M&G Wealth head of technical Les Cameron said: "The increase to the AA will clearly be welcomed by those who have been most impacted, predominately those on higher incomes and in defined benefit (DB) pension schemes. It also gives additional scope for those with defined contributions schemes to make increased contributions.

"With the corporation tax change rumours unfounded, this increase will be particularly welcomed by SME business owners with the potential for higher rates of corporation tax relief next year.

"In terms of impact the increase from £40,000 to £60,000 means that in 2023/24 a member of a DB scheme can see their pension increase by £3,750 instead of £2,500 before breaching the allowance. A tax saving of £8,000 for higher rate taxpayers."

Cameron also pointed out that the increase to the AA would have a knock on impact on the tapered annual allowance for high earners.
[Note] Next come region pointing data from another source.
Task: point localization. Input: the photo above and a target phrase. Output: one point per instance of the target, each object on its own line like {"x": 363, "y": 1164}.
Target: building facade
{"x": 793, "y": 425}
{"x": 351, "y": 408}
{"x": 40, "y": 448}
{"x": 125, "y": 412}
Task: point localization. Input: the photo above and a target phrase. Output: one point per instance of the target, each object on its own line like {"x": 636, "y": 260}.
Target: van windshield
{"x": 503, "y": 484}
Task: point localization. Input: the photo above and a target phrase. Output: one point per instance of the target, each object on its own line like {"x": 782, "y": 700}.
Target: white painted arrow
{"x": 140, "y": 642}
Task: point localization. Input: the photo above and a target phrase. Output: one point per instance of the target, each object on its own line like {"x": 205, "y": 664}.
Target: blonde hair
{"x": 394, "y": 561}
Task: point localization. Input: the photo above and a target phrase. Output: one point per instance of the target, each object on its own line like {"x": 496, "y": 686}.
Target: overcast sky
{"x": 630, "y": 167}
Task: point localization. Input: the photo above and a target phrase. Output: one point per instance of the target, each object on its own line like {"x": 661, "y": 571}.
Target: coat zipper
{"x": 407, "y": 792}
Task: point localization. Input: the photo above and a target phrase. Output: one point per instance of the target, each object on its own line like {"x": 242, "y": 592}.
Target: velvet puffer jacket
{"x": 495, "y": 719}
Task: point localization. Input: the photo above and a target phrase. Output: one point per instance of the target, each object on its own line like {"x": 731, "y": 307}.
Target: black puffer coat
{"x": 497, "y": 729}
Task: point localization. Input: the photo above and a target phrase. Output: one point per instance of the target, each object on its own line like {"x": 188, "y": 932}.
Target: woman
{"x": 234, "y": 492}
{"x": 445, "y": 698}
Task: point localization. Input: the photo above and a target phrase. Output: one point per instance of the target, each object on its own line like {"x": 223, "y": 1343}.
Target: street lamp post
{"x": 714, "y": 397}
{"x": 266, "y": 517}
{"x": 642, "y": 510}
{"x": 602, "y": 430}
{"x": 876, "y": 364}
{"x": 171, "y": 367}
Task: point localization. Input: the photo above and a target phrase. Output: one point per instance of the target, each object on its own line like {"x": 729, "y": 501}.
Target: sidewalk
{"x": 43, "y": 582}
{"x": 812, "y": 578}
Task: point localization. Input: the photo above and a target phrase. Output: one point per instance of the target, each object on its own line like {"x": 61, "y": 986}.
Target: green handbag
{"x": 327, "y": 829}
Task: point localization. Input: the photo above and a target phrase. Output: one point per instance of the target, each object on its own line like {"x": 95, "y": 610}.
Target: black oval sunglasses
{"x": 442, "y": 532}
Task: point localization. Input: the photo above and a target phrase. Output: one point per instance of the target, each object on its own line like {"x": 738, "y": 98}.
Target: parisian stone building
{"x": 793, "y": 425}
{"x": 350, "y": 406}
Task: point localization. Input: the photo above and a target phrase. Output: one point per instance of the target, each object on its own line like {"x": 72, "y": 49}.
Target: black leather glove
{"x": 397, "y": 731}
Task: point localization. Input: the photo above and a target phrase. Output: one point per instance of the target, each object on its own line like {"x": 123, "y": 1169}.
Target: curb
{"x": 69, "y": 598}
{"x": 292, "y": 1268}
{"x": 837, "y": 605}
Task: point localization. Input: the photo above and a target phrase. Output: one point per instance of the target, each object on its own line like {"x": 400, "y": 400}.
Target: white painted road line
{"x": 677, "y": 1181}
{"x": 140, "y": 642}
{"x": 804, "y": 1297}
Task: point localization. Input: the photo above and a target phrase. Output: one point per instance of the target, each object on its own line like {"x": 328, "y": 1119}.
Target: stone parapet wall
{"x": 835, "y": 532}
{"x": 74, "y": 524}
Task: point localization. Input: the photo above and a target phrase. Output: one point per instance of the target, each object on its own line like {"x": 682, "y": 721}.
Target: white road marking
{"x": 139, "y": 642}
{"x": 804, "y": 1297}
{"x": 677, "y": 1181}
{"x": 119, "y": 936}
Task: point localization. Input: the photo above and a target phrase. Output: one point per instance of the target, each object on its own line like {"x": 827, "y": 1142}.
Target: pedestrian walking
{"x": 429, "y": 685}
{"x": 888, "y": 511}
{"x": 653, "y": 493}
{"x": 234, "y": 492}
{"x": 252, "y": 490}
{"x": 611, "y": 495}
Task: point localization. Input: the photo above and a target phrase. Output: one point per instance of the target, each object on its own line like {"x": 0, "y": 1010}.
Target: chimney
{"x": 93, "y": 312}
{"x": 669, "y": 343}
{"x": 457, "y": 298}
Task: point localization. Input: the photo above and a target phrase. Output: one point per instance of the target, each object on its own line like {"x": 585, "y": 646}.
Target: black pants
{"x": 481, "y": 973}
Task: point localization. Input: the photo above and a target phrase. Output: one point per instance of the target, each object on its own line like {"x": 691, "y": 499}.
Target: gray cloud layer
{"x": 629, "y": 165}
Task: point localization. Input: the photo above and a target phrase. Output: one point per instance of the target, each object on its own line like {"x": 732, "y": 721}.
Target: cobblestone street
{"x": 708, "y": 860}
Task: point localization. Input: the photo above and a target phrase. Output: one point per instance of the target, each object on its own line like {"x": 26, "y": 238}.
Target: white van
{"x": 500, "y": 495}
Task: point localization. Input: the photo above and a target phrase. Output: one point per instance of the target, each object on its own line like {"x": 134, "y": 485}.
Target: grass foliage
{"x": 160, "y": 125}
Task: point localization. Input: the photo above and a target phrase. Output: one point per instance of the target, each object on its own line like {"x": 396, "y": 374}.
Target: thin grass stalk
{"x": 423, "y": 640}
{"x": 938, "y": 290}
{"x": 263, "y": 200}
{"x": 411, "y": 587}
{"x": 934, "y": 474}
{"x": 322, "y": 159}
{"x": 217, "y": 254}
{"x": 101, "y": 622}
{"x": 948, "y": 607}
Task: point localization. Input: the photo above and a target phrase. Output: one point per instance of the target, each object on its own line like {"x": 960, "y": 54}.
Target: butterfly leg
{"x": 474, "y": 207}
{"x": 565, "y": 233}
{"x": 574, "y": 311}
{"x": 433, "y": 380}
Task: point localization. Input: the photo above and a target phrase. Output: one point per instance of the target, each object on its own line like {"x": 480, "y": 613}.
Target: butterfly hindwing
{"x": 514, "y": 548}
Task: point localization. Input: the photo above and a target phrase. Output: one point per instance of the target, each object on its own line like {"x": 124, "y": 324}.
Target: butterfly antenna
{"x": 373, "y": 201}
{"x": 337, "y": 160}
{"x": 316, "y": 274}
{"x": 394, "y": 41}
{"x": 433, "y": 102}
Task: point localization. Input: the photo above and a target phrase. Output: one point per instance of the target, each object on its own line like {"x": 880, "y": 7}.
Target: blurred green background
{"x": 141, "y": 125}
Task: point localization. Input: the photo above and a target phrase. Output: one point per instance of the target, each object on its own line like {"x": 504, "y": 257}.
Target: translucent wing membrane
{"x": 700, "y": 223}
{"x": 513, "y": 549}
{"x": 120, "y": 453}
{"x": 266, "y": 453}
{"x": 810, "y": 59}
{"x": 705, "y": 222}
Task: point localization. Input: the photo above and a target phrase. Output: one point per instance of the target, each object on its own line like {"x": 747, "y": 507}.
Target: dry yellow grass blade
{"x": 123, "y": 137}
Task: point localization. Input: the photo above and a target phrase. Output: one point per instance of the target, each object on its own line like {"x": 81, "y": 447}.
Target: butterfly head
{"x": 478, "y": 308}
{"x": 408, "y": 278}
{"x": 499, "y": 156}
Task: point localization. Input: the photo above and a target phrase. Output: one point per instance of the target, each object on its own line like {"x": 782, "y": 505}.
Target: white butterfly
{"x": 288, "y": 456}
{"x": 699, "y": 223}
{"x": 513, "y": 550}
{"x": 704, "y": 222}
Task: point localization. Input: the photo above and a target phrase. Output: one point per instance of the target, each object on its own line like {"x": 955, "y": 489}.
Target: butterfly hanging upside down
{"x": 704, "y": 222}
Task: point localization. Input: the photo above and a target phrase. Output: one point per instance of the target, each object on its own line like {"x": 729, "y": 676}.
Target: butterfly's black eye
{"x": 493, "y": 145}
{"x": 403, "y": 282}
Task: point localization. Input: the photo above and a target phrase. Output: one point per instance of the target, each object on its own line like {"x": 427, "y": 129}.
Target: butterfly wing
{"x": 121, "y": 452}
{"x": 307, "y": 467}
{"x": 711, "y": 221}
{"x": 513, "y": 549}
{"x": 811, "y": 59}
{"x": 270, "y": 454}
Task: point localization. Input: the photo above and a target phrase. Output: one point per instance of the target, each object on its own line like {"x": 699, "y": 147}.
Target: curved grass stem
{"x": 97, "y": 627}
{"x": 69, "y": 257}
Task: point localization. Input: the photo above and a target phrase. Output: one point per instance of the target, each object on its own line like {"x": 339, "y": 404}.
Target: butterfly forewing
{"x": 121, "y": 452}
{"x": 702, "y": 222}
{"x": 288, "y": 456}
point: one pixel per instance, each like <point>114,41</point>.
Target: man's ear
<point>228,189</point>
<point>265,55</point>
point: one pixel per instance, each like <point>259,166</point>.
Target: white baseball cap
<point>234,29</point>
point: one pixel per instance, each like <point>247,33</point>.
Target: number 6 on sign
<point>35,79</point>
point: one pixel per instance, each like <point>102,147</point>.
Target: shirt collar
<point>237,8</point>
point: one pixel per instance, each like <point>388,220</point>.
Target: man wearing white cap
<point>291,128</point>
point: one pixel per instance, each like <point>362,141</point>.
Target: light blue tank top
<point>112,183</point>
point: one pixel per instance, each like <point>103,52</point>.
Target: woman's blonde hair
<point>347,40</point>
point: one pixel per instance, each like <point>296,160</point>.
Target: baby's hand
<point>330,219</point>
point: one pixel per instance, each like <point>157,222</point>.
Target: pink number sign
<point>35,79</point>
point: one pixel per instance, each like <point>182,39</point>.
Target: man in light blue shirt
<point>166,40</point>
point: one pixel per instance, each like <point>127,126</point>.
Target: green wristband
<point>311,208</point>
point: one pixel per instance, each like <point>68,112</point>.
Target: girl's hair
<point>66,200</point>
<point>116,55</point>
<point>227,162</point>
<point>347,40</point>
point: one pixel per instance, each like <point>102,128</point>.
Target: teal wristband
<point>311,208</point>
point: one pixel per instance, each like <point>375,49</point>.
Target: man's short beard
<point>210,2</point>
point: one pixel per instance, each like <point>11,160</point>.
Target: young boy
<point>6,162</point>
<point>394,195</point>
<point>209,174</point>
He explained: "You lose £1 of AA for each £2 of ‘adjusted income' you have in excess of £240,000. Currently, your AA is reduced to £4,000 when your ‘adjusted income' hits £312,000. Going forward this will be £352,000 opening up some scope for additional pension funding by higher earners and/or a reduction in annual allowance charges."

Canada Life technical director Andrew Tully commented that the changes would particularly help those in DB schemes with long service who get a promotion, as well as those whose earnings fluctuate.

"As a policy clearly designed to encourage public sector employees to remain in work - primarily those in the NHS - it will be interesting to see how effective this change will be. Come what may, many higher paid workers will benefit from this boost to the allowance."   

Chelsea Financial Services managing director Darius McDermott said anyone in a big final salary scheme would be better off.

He added: "While many of those having to fund their own retirement will not be in a position to squirrel large amounts of money away and are therefore unlikely to feel the benefit of the increased AA, the budget has brought pensions back into focus and the changes are a clear signal that pensions are safe under the current government and that long-term saving is being encouraged.

"This is a very positive and much needed message to give a population which desperately needs to save more for its own retirement."

Just Group communications director Stephen Lowe said the change would make little difference to "middle Britain".

However, he added: "For very high earners the extra AA will be useful and it may also help those later in life who find they need to save significantly extra to bolster their pension pot ahead of retirement. Higher earners will also benefit from the increase in the tapered AA and the earnings threshold that triggers it."